La croissance mondiale s'est avérée plus résiliente que prévu face au choc de l'offre d'énergie provoqué par la guerre en Iran et la fermeture du détroit d'Ormuz, a déclaré mardi la directrice générale du Fonds monétaire international, Kristalina Georgieva.
Parlant à l'occasion de la réunion des dirigeants en charge des finances du G20 qui aura lieu la semaine prochaine à Asheville, en Caroline du Nord, Georgieva a décrit un équilibre entre les chocs énergétiques négatifs provenant du Proche-Orient et les impulsions positives liées à la croissance découlant du boom des investissements dans l'intelligence artificielle.
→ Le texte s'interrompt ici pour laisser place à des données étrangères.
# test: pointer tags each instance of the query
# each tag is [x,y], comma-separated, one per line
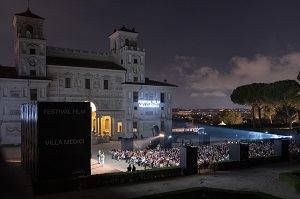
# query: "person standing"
[99,158]
[129,168]
[102,156]
[133,168]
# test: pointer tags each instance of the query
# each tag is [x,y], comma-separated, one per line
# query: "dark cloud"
[205,47]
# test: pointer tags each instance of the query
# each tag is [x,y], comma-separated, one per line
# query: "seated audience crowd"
[164,157]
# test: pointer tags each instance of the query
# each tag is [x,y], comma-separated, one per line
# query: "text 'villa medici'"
[64,142]
[64,111]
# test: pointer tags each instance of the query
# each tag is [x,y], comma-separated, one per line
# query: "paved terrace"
[15,182]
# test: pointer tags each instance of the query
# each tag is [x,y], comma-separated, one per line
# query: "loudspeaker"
[239,152]
[127,144]
[281,148]
[188,160]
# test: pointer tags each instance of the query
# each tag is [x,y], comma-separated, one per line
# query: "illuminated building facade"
[125,103]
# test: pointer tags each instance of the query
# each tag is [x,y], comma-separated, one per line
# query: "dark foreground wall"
[56,139]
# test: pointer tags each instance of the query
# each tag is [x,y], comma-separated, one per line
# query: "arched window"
[29,31]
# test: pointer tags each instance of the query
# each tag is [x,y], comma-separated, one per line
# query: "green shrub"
[293,178]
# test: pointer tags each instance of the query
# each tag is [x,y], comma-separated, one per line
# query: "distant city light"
[149,103]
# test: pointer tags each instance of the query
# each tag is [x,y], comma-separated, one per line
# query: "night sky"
[206,47]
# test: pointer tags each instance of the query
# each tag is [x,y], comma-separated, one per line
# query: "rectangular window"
[87,84]
[33,94]
[32,72]
[68,82]
[162,97]
[135,96]
[134,127]
[105,84]
[32,51]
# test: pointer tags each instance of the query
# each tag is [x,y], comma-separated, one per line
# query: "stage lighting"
[161,135]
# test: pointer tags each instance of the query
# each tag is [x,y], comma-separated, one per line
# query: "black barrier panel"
[281,148]
[60,134]
[127,144]
[188,160]
[239,152]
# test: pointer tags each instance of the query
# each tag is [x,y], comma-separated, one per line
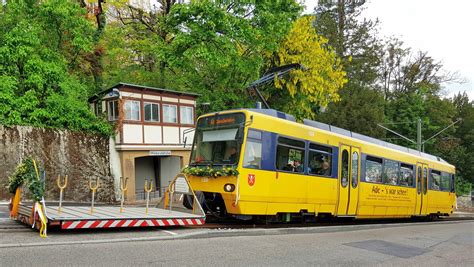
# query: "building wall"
[78,155]
[128,161]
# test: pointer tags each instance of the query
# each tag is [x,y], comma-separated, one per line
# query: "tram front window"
[216,144]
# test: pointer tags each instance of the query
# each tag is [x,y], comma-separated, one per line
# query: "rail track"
[236,224]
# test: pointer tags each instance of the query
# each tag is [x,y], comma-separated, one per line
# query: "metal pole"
[392,131]
[452,124]
[418,135]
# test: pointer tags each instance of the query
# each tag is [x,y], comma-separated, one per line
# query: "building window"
[170,113]
[132,110]
[290,155]
[186,115]
[112,110]
[320,160]
[152,112]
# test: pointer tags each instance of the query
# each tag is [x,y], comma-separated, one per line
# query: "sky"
[444,29]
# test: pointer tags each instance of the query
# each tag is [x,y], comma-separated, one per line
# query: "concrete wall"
[80,156]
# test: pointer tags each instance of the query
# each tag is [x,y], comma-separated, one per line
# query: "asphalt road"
[431,244]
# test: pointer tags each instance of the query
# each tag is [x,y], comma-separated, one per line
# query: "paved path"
[414,244]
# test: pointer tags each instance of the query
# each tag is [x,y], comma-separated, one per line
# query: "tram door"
[349,176]
[421,188]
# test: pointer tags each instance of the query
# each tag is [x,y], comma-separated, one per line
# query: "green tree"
[40,42]
[314,86]
[356,43]
[211,48]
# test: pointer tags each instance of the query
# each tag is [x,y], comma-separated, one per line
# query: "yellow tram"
[289,169]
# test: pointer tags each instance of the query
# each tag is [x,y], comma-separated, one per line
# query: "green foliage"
[211,171]
[25,174]
[357,45]
[463,187]
[42,51]
[214,49]
[318,84]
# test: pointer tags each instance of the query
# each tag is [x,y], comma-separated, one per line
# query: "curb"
[232,233]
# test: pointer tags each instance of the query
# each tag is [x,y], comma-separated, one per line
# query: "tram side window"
[435,183]
[445,180]
[320,160]
[406,175]
[373,170]
[253,150]
[290,155]
[390,172]
[452,183]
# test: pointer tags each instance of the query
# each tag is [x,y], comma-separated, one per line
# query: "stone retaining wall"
[80,156]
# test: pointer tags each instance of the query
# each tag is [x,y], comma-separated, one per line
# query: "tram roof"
[344,132]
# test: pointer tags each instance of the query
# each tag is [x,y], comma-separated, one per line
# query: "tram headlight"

Ce dernier, concentré au départ aux États-Unis, se répand désormais à l'international, à mesure que les pays étendent la construction de centres de données et le déploiement de matériels d'intelligence artificielle.
Georgieva a souligné la montée des inquiétudes liées à la fiscalité, en soulignant la hausse des rendements obligataires et l’inertie quant à la désinflation dans plusieurs économies. Les risques pour la perspective mondiale restent décalés à la baisse, a-t-elle déclaré, alors que les banques centrales sont attendues pour maintenir des politiques monétaires restrictives afin de contenir l’inflation. La directrice du FMI a noté que la détérioration des finances publiques dans certains pays pourrait restreindre davantage l’espace de politique.
La résilience confrontée à ce choc énergétique est le résultat d'une combinaison de facteurs, dont la réduction des réserves de pétrole et de gaz dans de nombreux pays, l'augmentation de l'offre d'énergie hors de la région du golfe, la baisse de la demande, l'expansion des capacités d'énergie renouvelable et le retour partiel à la production d'électricité à partir du charbon dans certaines régions. Georgieva a souligné que ces ajustements ont permis d'atténuer les effets des perturbations des flux énergétiques dans le détroit d'Hormuz, un point stratégiquement important pour les livraisons mondiales de pétrole.
L'évaluation du FMI intervient alors que la croissance mondiale fait face à des obstacles persistants, notamment des niveaux de dettes élevés, une inflation persistante et des tensions commerciales qui continuent de mettre à l'épreuve la stabilité économique, malgré une relative résistance à la perturbation énergétique.